Allow me to share with you today a way to deal with emotions. For the majority’s concern, this is namely about a more healthy way to deal with negative emotions, although it is the same with positive emotions, as people never think in terms of dealing with positive emotions. By no means am I an expert or guru, but this is something I believe and practice and that is why I am sharing with you.

Before going into the description, I categorize below the common ways people act to deal with their emotions. Note that the categories usually happen in combination. After that, I share with you the way I have in mind, and finally I provide an example from my personal experience.

Distraction through External Means
We should all be familiar with this category, whether we know someone or we have done it ourselves. Things like drugs, alcohol, gambling, sex, or even food/chocolate… People use these external means to block out the mind and to numb the senses in order to avoid truly feeling emotions. It becomes abuse because the effect of is only temporary, which means they will have to do them incessantly to keep the effect.

Dramatization
This is another way for people to distract themselves from the real emotions, by blowing it out of proportion. “The end is here!” “Everyone hates me!” Is that really true? I doubt it. While the person focuses on those dramaticized thoughts, he does not have to deal with the emotions, and hence, another form of distraction.

Being in Denial
Somewhere in the continuum of human race, the notion that people should not have negative emotions was thought up. The ones who believe this notion refuses to acknowledge the fact when they are feeling emotion such as anger, hatred, jealousy, etc. Those are label as “bad”. It’s not right to have them. And they will relentlessly ignore them and probably claim that everything’s fine and they are happy, optimistic, kind, etc.

Obsession with the Emotion
This is the scenario where the person allows the emotion to completely take over. He loses self-control and most of his logical ability. He fixates on the emotion so much so that all his actions are purely as a result of that emotion. It is very difficult to talk sense into such people but easier to just try to calm them down first, even if just physically.

Substitution
Instead of feeling disappointed, people switch to anger. Instead of feeling sadness, people switch to anger. Instead of feeling love, people switch to hatred, at the end of relationships. It’s like playing musical chair with emotions.

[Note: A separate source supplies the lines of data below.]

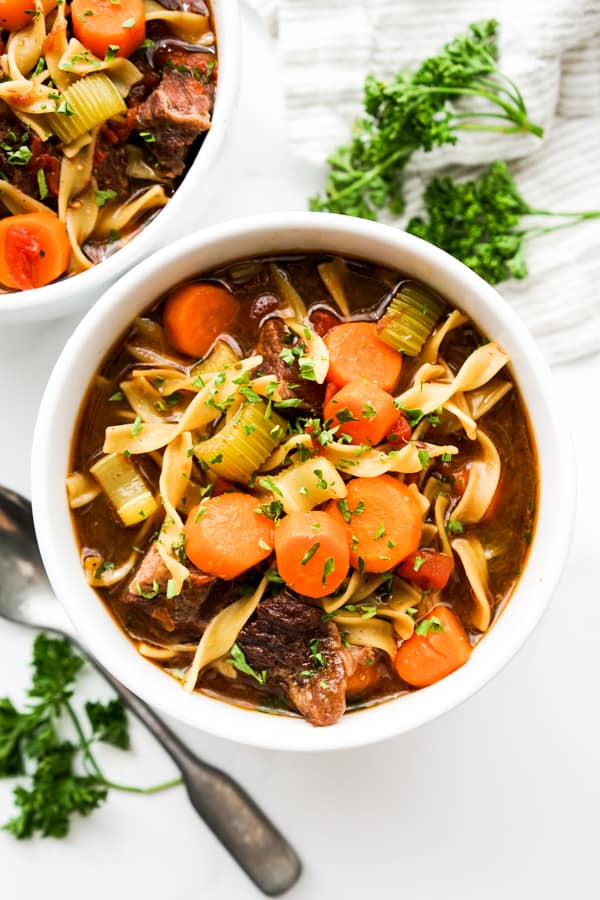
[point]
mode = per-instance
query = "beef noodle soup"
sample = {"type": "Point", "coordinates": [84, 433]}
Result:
{"type": "Point", "coordinates": [304, 484]}
{"type": "Point", "coordinates": [103, 107]}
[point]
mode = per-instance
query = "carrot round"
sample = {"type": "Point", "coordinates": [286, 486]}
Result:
{"type": "Point", "coordinates": [225, 535]}
{"type": "Point", "coordinates": [118, 26]}
{"type": "Point", "coordinates": [16, 14]}
{"type": "Point", "coordinates": [443, 647]}
{"type": "Point", "coordinates": [428, 569]}
{"type": "Point", "coordinates": [363, 679]}
{"type": "Point", "coordinates": [312, 553]}
{"type": "Point", "coordinates": [196, 314]}
{"type": "Point", "coordinates": [384, 521]}
{"type": "Point", "coordinates": [34, 250]}
{"type": "Point", "coordinates": [355, 351]}
{"type": "Point", "coordinates": [363, 411]}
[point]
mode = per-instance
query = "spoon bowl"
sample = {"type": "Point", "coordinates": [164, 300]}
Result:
{"type": "Point", "coordinates": [26, 597]}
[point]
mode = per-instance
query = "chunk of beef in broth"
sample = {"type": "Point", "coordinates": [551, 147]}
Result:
{"type": "Point", "coordinates": [158, 618]}
{"type": "Point", "coordinates": [110, 164]}
{"type": "Point", "coordinates": [179, 109]}
{"type": "Point", "coordinates": [275, 336]}
{"type": "Point", "coordinates": [303, 656]}
{"type": "Point", "coordinates": [22, 156]}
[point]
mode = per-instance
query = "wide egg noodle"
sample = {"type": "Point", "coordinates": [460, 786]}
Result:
{"type": "Point", "coordinates": [143, 398]}
{"type": "Point", "coordinates": [431, 349]}
{"type": "Point", "coordinates": [368, 633]}
{"type": "Point", "coordinates": [484, 476]}
{"type": "Point", "coordinates": [116, 216]}
{"type": "Point", "coordinates": [78, 60]}
{"type": "Point", "coordinates": [356, 460]}
{"type": "Point", "coordinates": [222, 632]}
{"type": "Point", "coordinates": [479, 367]}
{"type": "Point", "coordinates": [25, 46]}
{"type": "Point", "coordinates": [203, 409]}
{"type": "Point", "coordinates": [17, 202]}
{"type": "Point", "coordinates": [472, 557]}
{"type": "Point", "coordinates": [187, 26]}
{"type": "Point", "coordinates": [82, 488]}
{"type": "Point", "coordinates": [483, 399]}
{"type": "Point", "coordinates": [80, 220]}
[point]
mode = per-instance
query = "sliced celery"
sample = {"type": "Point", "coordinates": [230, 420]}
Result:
{"type": "Point", "coordinates": [89, 102]}
{"type": "Point", "coordinates": [242, 445]}
{"type": "Point", "coordinates": [410, 318]}
{"type": "Point", "coordinates": [305, 485]}
{"type": "Point", "coordinates": [125, 488]}
{"type": "Point", "coordinates": [222, 355]}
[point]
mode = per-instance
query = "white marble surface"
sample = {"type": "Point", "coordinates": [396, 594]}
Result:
{"type": "Point", "coordinates": [499, 799]}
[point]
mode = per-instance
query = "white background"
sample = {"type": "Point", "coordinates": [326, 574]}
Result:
{"type": "Point", "coordinates": [499, 799]}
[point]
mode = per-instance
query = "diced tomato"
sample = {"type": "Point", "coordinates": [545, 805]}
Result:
{"type": "Point", "coordinates": [322, 321]}
{"type": "Point", "coordinates": [428, 569]}
{"type": "Point", "coordinates": [400, 432]}
{"type": "Point", "coordinates": [331, 390]}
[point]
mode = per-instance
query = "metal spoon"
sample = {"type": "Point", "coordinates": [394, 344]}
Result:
{"type": "Point", "coordinates": [26, 597]}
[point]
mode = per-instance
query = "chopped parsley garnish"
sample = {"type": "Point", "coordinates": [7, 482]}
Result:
{"type": "Point", "coordinates": [103, 196]}
{"type": "Point", "coordinates": [419, 562]}
{"type": "Point", "coordinates": [428, 626]}
{"type": "Point", "coordinates": [238, 661]}
{"type": "Point", "coordinates": [328, 568]}
{"type": "Point", "coordinates": [42, 184]}
{"type": "Point", "coordinates": [454, 526]}
{"type": "Point", "coordinates": [40, 744]}
{"type": "Point", "coordinates": [150, 594]}
{"type": "Point", "coordinates": [137, 426]}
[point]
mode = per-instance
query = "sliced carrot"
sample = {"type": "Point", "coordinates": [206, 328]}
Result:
{"type": "Point", "coordinates": [196, 314]}
{"type": "Point", "coordinates": [109, 26]}
{"type": "Point", "coordinates": [383, 519]}
{"type": "Point", "coordinates": [312, 553]}
{"type": "Point", "coordinates": [225, 535]}
{"type": "Point", "coordinates": [363, 411]}
{"type": "Point", "coordinates": [364, 678]}
{"type": "Point", "coordinates": [355, 351]}
{"type": "Point", "coordinates": [34, 250]}
{"type": "Point", "coordinates": [443, 647]}
{"type": "Point", "coordinates": [428, 569]}
{"type": "Point", "coordinates": [400, 432]}
{"type": "Point", "coordinates": [16, 14]}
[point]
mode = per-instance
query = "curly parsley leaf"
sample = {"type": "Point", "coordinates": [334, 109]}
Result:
{"type": "Point", "coordinates": [416, 111]}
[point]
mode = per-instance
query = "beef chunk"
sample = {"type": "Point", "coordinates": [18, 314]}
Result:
{"type": "Point", "coordinates": [160, 618]}
{"type": "Point", "coordinates": [279, 637]}
{"type": "Point", "coordinates": [179, 109]}
{"type": "Point", "coordinates": [22, 155]}
{"type": "Point", "coordinates": [110, 163]}
{"type": "Point", "coordinates": [273, 337]}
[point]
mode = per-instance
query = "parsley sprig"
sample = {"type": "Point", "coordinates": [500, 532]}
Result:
{"type": "Point", "coordinates": [63, 775]}
{"type": "Point", "coordinates": [417, 111]}
{"type": "Point", "coordinates": [479, 222]}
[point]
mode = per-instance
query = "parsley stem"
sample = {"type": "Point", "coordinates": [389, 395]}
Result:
{"type": "Point", "coordinates": [153, 789]}
{"type": "Point", "coordinates": [83, 742]}
{"type": "Point", "coordinates": [372, 173]}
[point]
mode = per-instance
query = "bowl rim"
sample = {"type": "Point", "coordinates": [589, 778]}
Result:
{"type": "Point", "coordinates": [94, 337]}
{"type": "Point", "coordinates": [61, 297]}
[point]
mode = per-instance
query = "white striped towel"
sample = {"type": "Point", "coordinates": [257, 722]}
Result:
{"type": "Point", "coordinates": [551, 48]}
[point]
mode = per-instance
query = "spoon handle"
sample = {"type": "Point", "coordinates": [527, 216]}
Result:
{"type": "Point", "coordinates": [243, 829]}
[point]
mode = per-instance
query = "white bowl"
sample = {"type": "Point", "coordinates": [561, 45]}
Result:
{"type": "Point", "coordinates": [175, 219]}
{"type": "Point", "coordinates": [274, 234]}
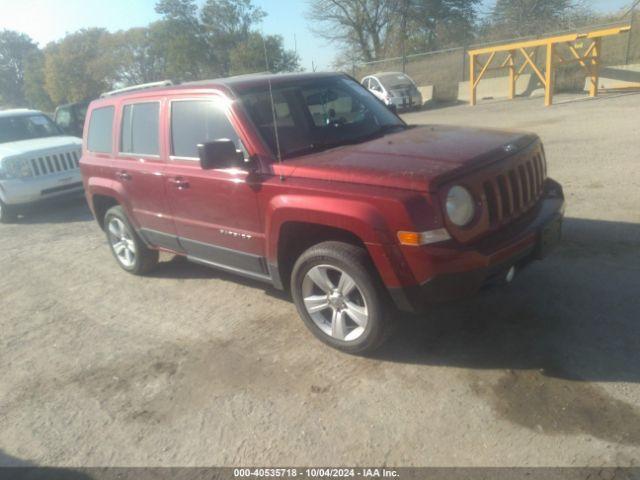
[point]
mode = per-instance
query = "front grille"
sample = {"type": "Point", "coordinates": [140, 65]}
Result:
{"type": "Point", "coordinates": [516, 190]}
{"type": "Point", "coordinates": [59, 162]}
{"type": "Point", "coordinates": [71, 186]}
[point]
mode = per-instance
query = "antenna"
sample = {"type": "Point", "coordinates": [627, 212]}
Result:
{"type": "Point", "coordinates": [273, 107]}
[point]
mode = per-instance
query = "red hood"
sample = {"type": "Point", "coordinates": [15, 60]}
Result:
{"type": "Point", "coordinates": [418, 158]}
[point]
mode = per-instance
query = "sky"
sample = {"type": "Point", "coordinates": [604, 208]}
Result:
{"type": "Point", "coordinates": [49, 20]}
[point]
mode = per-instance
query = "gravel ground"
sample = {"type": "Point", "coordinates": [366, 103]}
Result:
{"type": "Point", "coordinates": [191, 366]}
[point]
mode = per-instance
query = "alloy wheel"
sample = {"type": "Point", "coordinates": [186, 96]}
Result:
{"type": "Point", "coordinates": [335, 303]}
{"type": "Point", "coordinates": [122, 242]}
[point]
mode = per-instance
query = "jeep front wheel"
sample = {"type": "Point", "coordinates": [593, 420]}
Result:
{"type": "Point", "coordinates": [340, 298]}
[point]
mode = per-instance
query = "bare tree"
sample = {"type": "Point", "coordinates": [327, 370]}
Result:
{"type": "Point", "coordinates": [361, 25]}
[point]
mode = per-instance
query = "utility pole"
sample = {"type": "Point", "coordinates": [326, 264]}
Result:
{"type": "Point", "coordinates": [630, 36]}
{"type": "Point", "coordinates": [403, 33]}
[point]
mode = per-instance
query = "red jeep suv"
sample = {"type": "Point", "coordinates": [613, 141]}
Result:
{"type": "Point", "coordinates": [309, 183]}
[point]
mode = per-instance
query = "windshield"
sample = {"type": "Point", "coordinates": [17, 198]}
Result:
{"type": "Point", "coordinates": [25, 127]}
{"type": "Point", "coordinates": [396, 80]}
{"type": "Point", "coordinates": [318, 114]}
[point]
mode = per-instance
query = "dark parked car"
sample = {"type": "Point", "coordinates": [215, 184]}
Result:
{"type": "Point", "coordinates": [70, 118]}
{"type": "Point", "coordinates": [309, 183]}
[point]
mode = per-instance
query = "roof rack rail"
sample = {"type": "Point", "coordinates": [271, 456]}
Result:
{"type": "Point", "coordinates": [133, 88]}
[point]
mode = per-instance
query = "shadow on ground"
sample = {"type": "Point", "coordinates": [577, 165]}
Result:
{"type": "Point", "coordinates": [13, 468]}
{"type": "Point", "coordinates": [68, 210]}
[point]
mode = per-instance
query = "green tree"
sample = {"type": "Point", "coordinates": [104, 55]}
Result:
{"type": "Point", "coordinates": [216, 40]}
{"type": "Point", "coordinates": [249, 56]}
{"type": "Point", "coordinates": [34, 83]}
{"type": "Point", "coordinates": [15, 49]}
{"type": "Point", "coordinates": [179, 39]}
{"type": "Point", "coordinates": [434, 24]}
{"type": "Point", "coordinates": [76, 68]}
{"type": "Point", "coordinates": [225, 25]}
{"type": "Point", "coordinates": [375, 29]}
{"type": "Point", "coordinates": [135, 56]}
{"type": "Point", "coordinates": [520, 18]}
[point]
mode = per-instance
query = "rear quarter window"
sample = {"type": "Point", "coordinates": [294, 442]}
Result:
{"type": "Point", "coordinates": [139, 134]}
{"type": "Point", "coordinates": [99, 138]}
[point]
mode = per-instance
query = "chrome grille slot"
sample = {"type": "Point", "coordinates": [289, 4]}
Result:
{"type": "Point", "coordinates": [34, 166]}
{"type": "Point", "coordinates": [516, 190]}
{"type": "Point", "coordinates": [54, 163]}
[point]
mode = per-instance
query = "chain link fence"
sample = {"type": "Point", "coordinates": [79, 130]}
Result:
{"type": "Point", "coordinates": [445, 69]}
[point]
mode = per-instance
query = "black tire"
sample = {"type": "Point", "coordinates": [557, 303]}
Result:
{"type": "Point", "coordinates": [145, 259]}
{"type": "Point", "coordinates": [355, 262]}
{"type": "Point", "coordinates": [7, 213]}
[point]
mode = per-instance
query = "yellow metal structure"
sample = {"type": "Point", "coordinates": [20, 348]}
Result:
{"type": "Point", "coordinates": [588, 56]}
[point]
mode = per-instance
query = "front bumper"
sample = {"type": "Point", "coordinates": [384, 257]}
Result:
{"type": "Point", "coordinates": [406, 102]}
{"type": "Point", "coordinates": [529, 239]}
{"type": "Point", "coordinates": [24, 191]}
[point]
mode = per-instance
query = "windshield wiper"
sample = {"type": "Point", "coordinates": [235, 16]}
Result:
{"type": "Point", "coordinates": [320, 146]}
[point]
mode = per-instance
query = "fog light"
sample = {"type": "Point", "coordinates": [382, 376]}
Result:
{"type": "Point", "coordinates": [511, 274]}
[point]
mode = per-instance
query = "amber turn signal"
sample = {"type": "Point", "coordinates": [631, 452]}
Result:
{"type": "Point", "coordinates": [416, 239]}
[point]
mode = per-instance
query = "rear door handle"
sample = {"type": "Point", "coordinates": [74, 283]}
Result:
{"type": "Point", "coordinates": [179, 183]}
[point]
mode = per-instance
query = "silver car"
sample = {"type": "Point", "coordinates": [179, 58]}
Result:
{"type": "Point", "coordinates": [394, 88]}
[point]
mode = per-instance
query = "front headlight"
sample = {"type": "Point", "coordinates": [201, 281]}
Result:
{"type": "Point", "coordinates": [460, 206]}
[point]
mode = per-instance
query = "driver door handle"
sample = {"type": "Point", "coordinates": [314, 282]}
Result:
{"type": "Point", "coordinates": [179, 183]}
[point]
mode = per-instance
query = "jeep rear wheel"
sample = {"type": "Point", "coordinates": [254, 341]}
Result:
{"type": "Point", "coordinates": [7, 213]}
{"type": "Point", "coordinates": [340, 298]}
{"type": "Point", "coordinates": [127, 247]}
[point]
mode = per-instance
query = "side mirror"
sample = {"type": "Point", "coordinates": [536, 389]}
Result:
{"type": "Point", "coordinates": [220, 154]}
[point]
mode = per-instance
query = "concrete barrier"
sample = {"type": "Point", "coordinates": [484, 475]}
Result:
{"type": "Point", "coordinates": [427, 93]}
{"type": "Point", "coordinates": [618, 77]}
{"type": "Point", "coordinates": [497, 87]}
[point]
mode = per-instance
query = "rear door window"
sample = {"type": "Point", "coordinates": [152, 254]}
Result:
{"type": "Point", "coordinates": [199, 121]}
{"type": "Point", "coordinates": [139, 132]}
{"type": "Point", "coordinates": [100, 130]}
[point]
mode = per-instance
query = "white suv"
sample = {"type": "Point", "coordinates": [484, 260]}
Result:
{"type": "Point", "coordinates": [37, 161]}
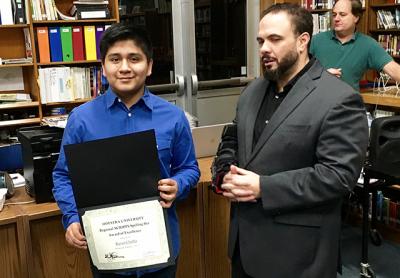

When people react to their emotions in terms of the categories above, more negativity and harm are generated. My hypothesis on why people have so many problems due to emotions lies in the fact that they never deal with the emotions at the root when they happen. They do not fully experience their emotions, especially the negative ones. Therefore, they keep accumulating and eventually lead to detrimental effect, which can take years to happen and then years to resolve. It is similar to how people handle their physical body. They often do not maintain the body where they do not exercise and not have balanced diet until illness occurs, but this is another topic. Moving on to what I think people can do to deal with emotions.

Be Okay with Emotions
The first and foremost thing to understand is that it is okay to have emotions. Any types of emotion. Human beings are emotional creatures. It is part of being humans. You feel emotions. I feel emotions. Every single day. Lots of time during a day. As long as we are still breathing, emotions will happen. So it is okay to feel sadness, jealousy, hatred, anger, disappointment, frustration… Just as it is okay to feel happy, satisfied, excitement, passion, love… You need to understand that they are your emotions. Your emotions are not you. It is a big step if you can simply be aware that you have the emotions when you do. You want to fully feel your emotions as they happen.

Identify the Thoughts
Now that you know it is okay to feel emotions. You can be more comfortable with them. When you are sad, you feel sad. Just as when you are happy, you feel happy. This is about simply being with your emotions. When you are okay with having emotions, you can be aware of them. Once you are aware of what you are feeling, you can begin to understand what are the thoughts associated with it. Why do I feel sad? Why do I feel anger? The answers to those questions are our thoughts, which are the true culprits of the pain those emotions are causing you. These thoughts exist together with your emotions. Emotions are created from thoughts. And more thoughts can intensify emotions. Now that you know you have these thoughts, know that it is also okay for thoughts to exist also.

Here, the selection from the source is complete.